# Logistic Regression

Logistic regression is used to describe data and explain the relationship between one dependent binary variable and one or more nominal, ordinal, interval or ratio-level independent variables.

Logistic regression models the probablity that each of its input belongs to a particular category i.e. given a set of inputs X, we want to assign them to one of two possible categories (0 or 1)


A function takes some input and gives some output. To get probablities logistic regression uses a function that gives values between 0 and 1 for all values of input X, this function is called as `Sigmoid function` represented in following image.


![sigmoid curve](https://miro.medium.com/max/700/1*HXCBO-Wx5XhuY_OwMl0Phw.png)

Sigmoid function:
![sigmoid function](https://miro.medium.com/max/292/1*p4hYc2VwJqoLWwl_mV0Vjw.png)


Functions have parameters/weights (represented by theta here) and we want to find the best values for them. To start we pick random values and we need a way to measure how well the algorithm performs using those random weights. That measure is computed using the loss function, 


Loss function:
![](https://miro.medium.com/max/700/1*FdxEs8Iv_43Q8calTCjnow.png)


Our goal is to minimize this loss function, which is done by increasing or decreasing the weights. And this is done by the derivative of the loss function with respect to each weight. It tells us how loss would change if we modified the parameters which is nothing but Gradient descent after which we get the updated weights by sbtracting this derivative times the learning rate.

Partial derivative:
![gradient descent](https://miro.medium.com/max/536/1*gobKgGbRWDAoVFAan_HjxQ.png)

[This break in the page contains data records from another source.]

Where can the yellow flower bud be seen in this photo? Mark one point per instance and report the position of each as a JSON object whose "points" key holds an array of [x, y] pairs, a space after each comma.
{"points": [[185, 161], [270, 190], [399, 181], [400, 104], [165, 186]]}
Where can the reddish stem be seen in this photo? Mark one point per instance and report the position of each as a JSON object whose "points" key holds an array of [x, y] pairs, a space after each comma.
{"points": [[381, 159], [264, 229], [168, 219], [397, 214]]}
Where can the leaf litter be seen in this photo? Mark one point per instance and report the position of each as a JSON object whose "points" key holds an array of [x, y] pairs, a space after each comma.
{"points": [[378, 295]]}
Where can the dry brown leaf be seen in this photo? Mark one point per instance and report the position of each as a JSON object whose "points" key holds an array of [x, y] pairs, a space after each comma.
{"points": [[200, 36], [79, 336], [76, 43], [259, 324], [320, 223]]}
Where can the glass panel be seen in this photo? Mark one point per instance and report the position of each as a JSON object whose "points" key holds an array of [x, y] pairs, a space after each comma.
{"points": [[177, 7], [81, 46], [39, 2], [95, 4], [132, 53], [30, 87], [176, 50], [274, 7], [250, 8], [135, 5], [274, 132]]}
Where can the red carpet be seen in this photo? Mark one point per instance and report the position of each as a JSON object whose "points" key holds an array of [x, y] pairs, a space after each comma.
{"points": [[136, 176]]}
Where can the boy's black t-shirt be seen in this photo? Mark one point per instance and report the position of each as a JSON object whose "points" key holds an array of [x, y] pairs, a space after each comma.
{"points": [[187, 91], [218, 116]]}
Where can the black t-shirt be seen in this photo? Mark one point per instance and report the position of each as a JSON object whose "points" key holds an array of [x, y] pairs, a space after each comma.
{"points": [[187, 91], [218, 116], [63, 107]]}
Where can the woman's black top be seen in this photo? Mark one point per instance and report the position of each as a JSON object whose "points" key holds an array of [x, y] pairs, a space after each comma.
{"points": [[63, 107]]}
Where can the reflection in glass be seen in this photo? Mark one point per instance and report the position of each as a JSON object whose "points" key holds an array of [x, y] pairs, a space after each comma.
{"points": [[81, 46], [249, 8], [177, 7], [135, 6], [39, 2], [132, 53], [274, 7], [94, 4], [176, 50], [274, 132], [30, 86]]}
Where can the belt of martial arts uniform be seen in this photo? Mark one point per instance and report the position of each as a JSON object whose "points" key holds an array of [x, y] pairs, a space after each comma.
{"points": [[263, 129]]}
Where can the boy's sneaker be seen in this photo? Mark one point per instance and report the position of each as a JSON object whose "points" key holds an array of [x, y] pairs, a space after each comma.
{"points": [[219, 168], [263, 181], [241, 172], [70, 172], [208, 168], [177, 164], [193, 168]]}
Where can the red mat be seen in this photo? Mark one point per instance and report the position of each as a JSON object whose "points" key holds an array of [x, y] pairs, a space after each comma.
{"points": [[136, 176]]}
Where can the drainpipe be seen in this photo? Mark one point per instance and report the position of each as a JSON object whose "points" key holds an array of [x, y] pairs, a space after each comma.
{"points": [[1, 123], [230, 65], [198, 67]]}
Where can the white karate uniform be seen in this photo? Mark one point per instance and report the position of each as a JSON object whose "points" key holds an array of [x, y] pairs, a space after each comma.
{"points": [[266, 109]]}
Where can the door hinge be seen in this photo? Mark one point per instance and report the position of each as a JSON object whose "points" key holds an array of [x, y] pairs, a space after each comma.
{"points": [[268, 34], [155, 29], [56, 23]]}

This process is repeated untill we find the optimal solution.

For prediction, from the sigmoid function we get the probability that some input x belongs to class 1. Let’s take all probabilities ≥ 0.5 = class 1 and all probabilities < 0 = class 0. This threshold should be defined depending on the business problem we were working.

Converting all this theory to code and we get, 

In [1]:
from sklearn.datasets import load_iris
from sklearn.model_selection import train_test_split
import numpy as np

In [2]:
class LogisticRegression:
    """
    Logistic regression from scratch using numpy
    """
    def __init__(self, lr=0.01, num_iter=100000, fit_intercept=True, theta=0, verbose=False):
        self.lr = lr
        self.num_iter = num_iter
        self.fit_intercept = fit_intercept
        self.theta = theta
        self.verbose = verbose
    
    def add_intercept(self, X):
        """
        This function computes the intercept Twhich is the expected mean value of Y when all X=0.
        """
        intercept = np.ones((X.shape[0], 1))
        return np.concatenate((intercept, X), axis=1)
    
    def sigmoid(self, z):
        """
        This function gives the probablities between 0 and 1
        """
        return 1 / (1 + np.exp(-z))
    
    def loss(self, h, y):
        return (-y * np.log(h) - (1 - y) * np.log(1 - h)).mean()
    
    def fit(self, X, y):
        if self.fit_intercept:
            X = self.add_intercept(X)
        
        # Initialize weights
        self.theta = np.zeros(X.shape[1])
        
        for i in range(self.num_iter):
            z = np.dot(X, self.theta)
            h = self.sigmoid(z)
            gradient = np.dot(X.T, (h - y)) / y.size
            self.theta -= self.lr * gradient
            
            if(self.verbose == True and i % 10000 == 0):
                z = np.dot(X, self.theta)
                h = self.sigmoid(z)
                print(f'loss: {self.loss(h, y)} \t')
    
    def predict_probablities(self, X):
        if self.fit_intercept:
            X = self.add_intercept(X)
    
        return self.sigmoid(np.dot(X, self.theta))
    
    def predict(self, X, threshold):
        return self.predict_probablities(X) >= threshold

In [3]:
model = LogisticRegression(lr=0.1, num_iter=300000)

iris = load_iris()
X = iris.data[:, :2]
y = (iris.target != 0) * 1

X_train, y_train = X[:100], y[:100]
X_test, y_test = X[100:], y[100:]


In [4]:
%time 
model.fit(X_train, y_train)

CPU times: user 10 µs, sys: 1 µs, total: 11 µs
Wall time: 21.7 µs


In [5]:
preds = model.predict(X_test, threshold=0.5)
(preds == y_test).mean()  #Accuracy

1.0